"Cherries," a short poem with many different meanings, is written by Lucien Stryk whom is known for his own poetry and translations of Japanese poetry. Stryk's poetry shows diverse topics, politics, and themes about humanity very frequently in his poems (Stryk 427). "Cherries," follows this pattern as it seems to talk and show an idea about how people act around the world. "Cherries" also brings into light some social problems through the mentality of the speaker.
"Cherries" can symbolize to me the course of life, the ending and the beginning. In the poem Stryk finds ways to express many different themes through his usage of the word cherries. Since cherries are red, they can represent the passion, the anger, the desire, and the danger. "One by one I lift them to my mouth, slowly break their skin," this line refers to choosing only the best and rejecting anything else (Stryk, line 9). That theme is representative of the greed many people in the world face. Needing to have the absolute best is never a true necessity, however it seems that in the world people often think it is. There are a lot of different thoughts that confirm what Stryk is trying to say about cherries. The word on title, "Cherries," is not necessarily a static image.
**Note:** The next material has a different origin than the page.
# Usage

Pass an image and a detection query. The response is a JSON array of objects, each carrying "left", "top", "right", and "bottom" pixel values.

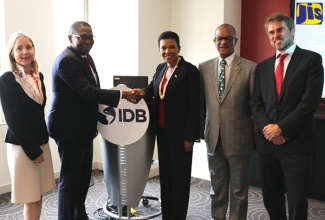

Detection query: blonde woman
[{"left": 0, "top": 32, "right": 55, "bottom": 220}]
The speaker is very strong and delivers emotion with his words. Greed is the biggest feeling he expresses. Despite being aware of the suffering of others, he cannot share with them his bag of cherries. He says he has more than enough, but his hunger for more is an addiction. His gluttony to the plight of others is the result of his greed. His actions provide a destructive nature that has an effect in all levels of society. His action shows how cheap he can find his happiness, at the expense of others (Stryk, line 1-2). Stating that his happiness must last forever, (Stryk, line 19), Stryk ensures that the actions of the speaker's own selfish greed will be permanent.